Entropy-Mediated Patterning of Surfactant-Coated Nanoparticles and Surfaces

We perform atomistic and mesoscale simulations to explain the origin of experimentally observed stripelike patterns formed by immiscible ligands coadsorbed on the surfaces of gold and silver nanoparticles. We show that when the conformational entropy gained via this morphology is sufficient, microphase-separated stripelike patterns form. When the entropic gain is not sufficient, we instead predict bulk phase-separated Janus particles. We also show corroborating experimental results that confirm our simulational predictions that stripes form on flat surfaces as well as on curved nanoparticle surfaces.

Figure 1

(a),(b) $\mathrm{C}4:\mathrm{C}6$ surfactant mixture of SAMs from atomistic simulations and experiments (STM images), respectively. The tail end-groups are identical, but the lengths differ. (c),(d) Dodecanethiol/Mercaptoundecanoic acid ($\mathrm{C}11:\mathrm{C}12$) surfactant mixture of SAMs from atomistic simulations and experiment (STM images), respectively. Here the tail end-groups differ somewhat in size and the tail lengths are nearly identical. (e) Atomistic simulation of mixture of equal-length ($\mathrm{C}3:\mathrm{C}3$) surfactants, with different tail end-groups. For atomistic snapshots, dark (blue) and light (yellow) beads are head groups of surfactants that are short (or contain -COOH) and long (or contain $\mathrm{\text{−}}{\mathrm{CH}}_3$), respectively. In all cases, the head groups (-SH) are identical. (f) Variation of stripe width with the length of long surfactant in number of carbon atoms. The same trend is seen when stripe width is plotted against short surfactant length. The atomistic simulation data points are for equal-length surfactants.

Figure 2

(a),(b) Schematic two-dimensional representation of shared free volume (conical shaded area) available to surfactant tails when they are surrounded by other surfactants on curved surfaces, for equal-length and unequal-length surfactants, respectively. Extension of these diagrams to 3D and to flat surfaces is trivial.

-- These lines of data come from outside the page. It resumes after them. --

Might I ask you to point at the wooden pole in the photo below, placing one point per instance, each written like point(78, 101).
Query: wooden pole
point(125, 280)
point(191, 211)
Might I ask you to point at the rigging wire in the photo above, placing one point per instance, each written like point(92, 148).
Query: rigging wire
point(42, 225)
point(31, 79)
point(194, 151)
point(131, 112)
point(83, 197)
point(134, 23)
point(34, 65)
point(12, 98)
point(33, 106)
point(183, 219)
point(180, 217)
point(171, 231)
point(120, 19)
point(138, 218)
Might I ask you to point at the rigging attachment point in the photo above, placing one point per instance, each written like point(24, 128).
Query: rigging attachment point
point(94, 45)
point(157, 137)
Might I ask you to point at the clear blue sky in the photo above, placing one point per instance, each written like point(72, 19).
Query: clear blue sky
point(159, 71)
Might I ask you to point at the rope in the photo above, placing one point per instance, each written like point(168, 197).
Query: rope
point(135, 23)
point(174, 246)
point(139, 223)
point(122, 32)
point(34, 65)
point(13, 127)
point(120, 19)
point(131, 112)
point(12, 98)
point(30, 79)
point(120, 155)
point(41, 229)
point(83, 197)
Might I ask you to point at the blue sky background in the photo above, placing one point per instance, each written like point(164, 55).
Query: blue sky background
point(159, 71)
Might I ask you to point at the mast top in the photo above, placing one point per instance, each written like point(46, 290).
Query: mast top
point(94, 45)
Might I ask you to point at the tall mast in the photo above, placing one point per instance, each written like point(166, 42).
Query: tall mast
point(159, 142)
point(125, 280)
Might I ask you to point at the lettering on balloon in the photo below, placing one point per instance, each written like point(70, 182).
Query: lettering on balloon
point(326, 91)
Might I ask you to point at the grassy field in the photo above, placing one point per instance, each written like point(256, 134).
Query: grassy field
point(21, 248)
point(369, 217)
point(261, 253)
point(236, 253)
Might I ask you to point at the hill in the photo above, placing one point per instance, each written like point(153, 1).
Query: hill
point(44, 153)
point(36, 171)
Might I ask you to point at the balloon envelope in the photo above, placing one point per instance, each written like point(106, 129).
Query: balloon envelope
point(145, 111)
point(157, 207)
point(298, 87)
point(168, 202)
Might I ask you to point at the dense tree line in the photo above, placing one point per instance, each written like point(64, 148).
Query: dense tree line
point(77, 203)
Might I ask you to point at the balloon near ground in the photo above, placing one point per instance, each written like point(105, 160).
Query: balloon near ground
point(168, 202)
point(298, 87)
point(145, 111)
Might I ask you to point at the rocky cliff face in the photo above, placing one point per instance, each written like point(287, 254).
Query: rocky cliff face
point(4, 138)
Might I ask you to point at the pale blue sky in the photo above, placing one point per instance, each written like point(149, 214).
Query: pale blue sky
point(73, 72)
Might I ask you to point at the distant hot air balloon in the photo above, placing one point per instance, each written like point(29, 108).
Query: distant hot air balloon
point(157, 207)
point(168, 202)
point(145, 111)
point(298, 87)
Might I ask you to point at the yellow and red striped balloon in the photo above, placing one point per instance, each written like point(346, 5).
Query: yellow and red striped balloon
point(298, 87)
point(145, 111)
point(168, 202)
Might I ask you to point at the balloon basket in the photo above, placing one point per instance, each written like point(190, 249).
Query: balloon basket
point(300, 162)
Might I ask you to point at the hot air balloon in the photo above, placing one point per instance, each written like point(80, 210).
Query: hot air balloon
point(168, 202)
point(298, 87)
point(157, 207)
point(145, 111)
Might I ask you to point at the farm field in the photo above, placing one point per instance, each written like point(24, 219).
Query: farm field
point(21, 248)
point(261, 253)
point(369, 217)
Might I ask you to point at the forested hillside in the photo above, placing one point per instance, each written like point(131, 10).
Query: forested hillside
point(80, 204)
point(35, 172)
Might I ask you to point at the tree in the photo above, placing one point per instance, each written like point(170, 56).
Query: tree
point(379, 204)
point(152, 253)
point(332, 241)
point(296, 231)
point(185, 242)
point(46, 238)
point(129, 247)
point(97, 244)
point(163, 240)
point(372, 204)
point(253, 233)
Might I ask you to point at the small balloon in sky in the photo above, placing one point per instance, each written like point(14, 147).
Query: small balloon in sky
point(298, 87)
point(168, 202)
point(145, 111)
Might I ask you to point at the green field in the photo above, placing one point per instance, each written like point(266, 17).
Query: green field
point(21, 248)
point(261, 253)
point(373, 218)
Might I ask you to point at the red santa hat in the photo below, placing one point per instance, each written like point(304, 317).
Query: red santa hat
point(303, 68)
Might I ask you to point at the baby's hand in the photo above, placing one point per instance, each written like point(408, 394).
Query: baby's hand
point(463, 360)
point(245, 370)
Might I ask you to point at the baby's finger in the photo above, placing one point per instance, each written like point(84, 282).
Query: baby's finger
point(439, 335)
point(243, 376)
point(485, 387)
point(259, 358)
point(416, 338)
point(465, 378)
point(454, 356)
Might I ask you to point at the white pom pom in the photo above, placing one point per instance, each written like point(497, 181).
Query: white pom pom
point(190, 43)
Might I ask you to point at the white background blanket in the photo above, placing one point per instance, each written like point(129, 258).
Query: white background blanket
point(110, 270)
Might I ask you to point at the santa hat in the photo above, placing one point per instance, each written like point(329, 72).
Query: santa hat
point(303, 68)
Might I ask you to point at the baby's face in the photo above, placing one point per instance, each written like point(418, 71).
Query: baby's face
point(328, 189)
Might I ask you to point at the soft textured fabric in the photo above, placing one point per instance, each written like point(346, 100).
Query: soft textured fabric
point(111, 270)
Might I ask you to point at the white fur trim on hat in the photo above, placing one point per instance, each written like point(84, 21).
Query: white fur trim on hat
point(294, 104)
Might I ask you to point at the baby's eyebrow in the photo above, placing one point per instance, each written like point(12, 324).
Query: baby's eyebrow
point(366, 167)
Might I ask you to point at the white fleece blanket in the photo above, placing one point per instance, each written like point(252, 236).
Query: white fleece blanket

The free volume available to surfactant tails on flat surfaces in both cases (same length and different length) is less than that available on curved surfaces due to geometry. (c) Cross sectional view of DPD simulation of equal-length surfactants showing that a surfactant tail has the same available free volume (indicated by dashed lines) when it is placed next to a similar or different surfactant. This snapshot is for surfactants of length $4$ each on a sphere of radius $5\sigma$. (d) Cross sectional view of DPD simulation of unequal-length surfactants (lengths $4$ and $8$) on a sphere of radius $5\sigma$ showing how the longer tails (lighter/yellow) fill the extra available free volume by bending over shorter ones (darker/red). The wedgelike structures thus formed are shown by dashed lines. (e) Radius of gyration, $R_g$, vs length difference, $\Delta l$, with length of longer surfactant fixed at $9$.

Figure 3

Equilibrium structures obtained by mesoscale simulations of self-assembly of binary mixtures of surfactants with varying length difference or bulkiness difference on a sphere of radius $5\sigma$. Dark (red) beads and light (yellow) beads represent head groups of the two species of surfactants (tails not shown). (a) Length ratio $4:4$, equal bulkiness. (b) Length ratio $6:6$ with one surfactant (yellow heads) having a bulkier tail group. (c)–(e) Length ratios $4:6$, $4:7$ and $4:13$, respectively, with equal bulkiness.

Figure 4

(a)–(d) Equilibrium structures obtained by mesoscale simulations of self-assembly of a binary mixture of surfactants of length ratio $4:7$ on surfaces with varying degrees of curvature. Dark (red) beads and light (yellow) beads represent head groups of shorter and longer surfactants, respectively (tails not shown). Sphere radius: (a) $3\sigma$, (b) $5\sigma$, (c) $10\sigma$, (d) infinite. Sphere radii not drawn to scale. (e) Atomistic simulation of $\mathrm{C}4:\mathrm{C}6$ (both having $\mathrm{\text{−}}{\mathrm{CH}}_3$ tail end-group) mixed monolayer showing stripelike domains. Dark (blue) and light (yellow) beads are the head groups of the short and long surfactant, respectively. (f) STM height images of $\mathrm{C}4:\mathrm{C}6$ mixed monolayer showing stripelike morphology with a domain width of 5 nm.